The Republican Party is asking Nuffer to block the law's implementation, contending that going forward with the SB54 framework would irreparably harm the party. And it won't have to wait long for a decision.

"I intend to rule from the bench at the end of [Friday's] hearing," Nuffer said during a short hearing Thursday.

Nuffer seemed to express skepticism about some of the contentions raised by the Republican Party and said he expected to see more detailed support Friday.

"I have not read anything yet that supports the generalized impingement of association argument you're making," Nuffer said. The judge said he wants to see cases cited that would support the claim that, by dictating how candidates can be nominated, the state overstepped its bounds and denied the party its First Amendment rights.

Nuffer ruled late Wednesday that Republican Gov. Gary Herbert and Sen. Curt Bramble, R-Provo, who sponsored SB54, will not have to testify at Friday's hearing. A ruling will come later on whether they will have to provide depositions and documents in response to a subpoena from the Utah GOP's attorneys.

Count My Vote was formed by former Republican Gov. Mike Leavitt and other community leaders who contended that the current system — in which delegates elected at neighborhood-caucus meetings then choose nominees at party conventions — disenfranchised average voters and resulted in candidates outside the mainstream.

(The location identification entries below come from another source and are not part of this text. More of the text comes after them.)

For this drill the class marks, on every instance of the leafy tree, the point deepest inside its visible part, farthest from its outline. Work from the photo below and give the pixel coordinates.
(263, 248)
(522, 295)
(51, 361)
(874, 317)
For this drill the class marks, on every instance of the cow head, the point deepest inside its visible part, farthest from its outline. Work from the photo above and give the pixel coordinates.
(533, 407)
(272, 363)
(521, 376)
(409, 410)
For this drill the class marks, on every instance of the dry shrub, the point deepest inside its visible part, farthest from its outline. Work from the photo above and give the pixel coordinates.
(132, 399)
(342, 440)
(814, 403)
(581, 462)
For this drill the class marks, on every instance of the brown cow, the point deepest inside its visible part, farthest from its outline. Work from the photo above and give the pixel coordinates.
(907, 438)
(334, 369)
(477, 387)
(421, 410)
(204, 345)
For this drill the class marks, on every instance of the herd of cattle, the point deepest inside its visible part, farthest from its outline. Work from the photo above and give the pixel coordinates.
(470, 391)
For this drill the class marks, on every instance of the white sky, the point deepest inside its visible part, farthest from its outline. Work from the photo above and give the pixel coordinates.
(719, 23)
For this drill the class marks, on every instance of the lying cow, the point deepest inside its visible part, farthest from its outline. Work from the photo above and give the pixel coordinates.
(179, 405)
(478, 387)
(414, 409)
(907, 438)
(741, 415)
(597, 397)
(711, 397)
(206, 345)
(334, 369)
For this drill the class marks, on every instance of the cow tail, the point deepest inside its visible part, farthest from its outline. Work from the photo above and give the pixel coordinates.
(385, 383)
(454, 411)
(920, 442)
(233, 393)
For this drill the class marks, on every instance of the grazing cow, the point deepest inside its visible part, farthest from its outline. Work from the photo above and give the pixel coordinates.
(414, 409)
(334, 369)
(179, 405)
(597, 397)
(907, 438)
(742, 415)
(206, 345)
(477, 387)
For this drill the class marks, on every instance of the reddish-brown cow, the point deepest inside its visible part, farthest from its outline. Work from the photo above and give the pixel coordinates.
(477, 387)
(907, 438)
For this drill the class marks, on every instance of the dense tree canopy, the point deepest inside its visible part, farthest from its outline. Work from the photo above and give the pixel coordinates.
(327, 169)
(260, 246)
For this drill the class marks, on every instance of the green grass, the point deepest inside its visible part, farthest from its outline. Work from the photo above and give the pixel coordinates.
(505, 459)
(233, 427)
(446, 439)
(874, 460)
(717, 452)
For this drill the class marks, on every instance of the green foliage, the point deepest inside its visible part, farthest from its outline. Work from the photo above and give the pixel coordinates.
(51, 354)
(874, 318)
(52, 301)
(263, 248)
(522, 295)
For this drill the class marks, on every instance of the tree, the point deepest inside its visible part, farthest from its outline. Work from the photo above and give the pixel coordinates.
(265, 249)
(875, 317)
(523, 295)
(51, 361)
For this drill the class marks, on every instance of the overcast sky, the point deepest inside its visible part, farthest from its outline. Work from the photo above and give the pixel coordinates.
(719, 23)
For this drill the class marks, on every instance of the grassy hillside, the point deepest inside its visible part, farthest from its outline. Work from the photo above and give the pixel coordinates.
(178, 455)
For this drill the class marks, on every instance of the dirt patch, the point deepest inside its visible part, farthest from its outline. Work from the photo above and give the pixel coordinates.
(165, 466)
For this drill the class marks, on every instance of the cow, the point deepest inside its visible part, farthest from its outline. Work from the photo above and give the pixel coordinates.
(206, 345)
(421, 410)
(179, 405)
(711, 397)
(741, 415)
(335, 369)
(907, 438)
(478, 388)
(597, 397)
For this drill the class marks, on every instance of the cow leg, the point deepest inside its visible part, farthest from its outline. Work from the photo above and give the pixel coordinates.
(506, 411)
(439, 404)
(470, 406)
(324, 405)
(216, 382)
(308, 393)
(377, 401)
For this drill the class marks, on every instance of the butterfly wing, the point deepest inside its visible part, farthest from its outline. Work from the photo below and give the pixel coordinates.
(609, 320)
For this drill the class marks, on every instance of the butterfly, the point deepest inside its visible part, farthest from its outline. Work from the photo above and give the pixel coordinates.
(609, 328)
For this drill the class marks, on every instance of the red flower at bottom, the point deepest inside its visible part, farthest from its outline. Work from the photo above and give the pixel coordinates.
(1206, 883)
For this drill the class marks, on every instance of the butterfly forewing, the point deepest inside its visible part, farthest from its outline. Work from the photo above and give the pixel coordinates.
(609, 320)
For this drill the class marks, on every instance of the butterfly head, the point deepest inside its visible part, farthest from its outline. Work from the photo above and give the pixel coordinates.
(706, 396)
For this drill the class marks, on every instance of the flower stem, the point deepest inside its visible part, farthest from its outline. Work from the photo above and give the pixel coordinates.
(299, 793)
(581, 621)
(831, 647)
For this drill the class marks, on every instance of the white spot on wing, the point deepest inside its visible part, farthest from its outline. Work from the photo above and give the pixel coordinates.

The group launched a ballot initiative that, if approved by voters, would have allowed office-seekers to gain a spot on the primary ballot by collecting a set number of signatures. It abandoned the effort after cutting a deal with legislators to enact a hybrid system.

Under SB54, candidates can be chosen by delegates at convention to get a spot in the primary, or they can gather signatures and go directly to the primary. The change was approved by the Republican-dominated Legislature and signed by the GOP governor. It is due to take effect next year.

The Utah Republican Party, in an unusual move, sued Herbert and other Republican officeholders, saying the deal strips the party of the ability to choose its own candidates and control its brand.

The state's Constitution Party has joined the lawsuit, contending that, especially for smaller parties with few members, the signature-gathering route opens the door to outsiders co-opting the party and winning the nomination, even though the candidate may have no support from party members.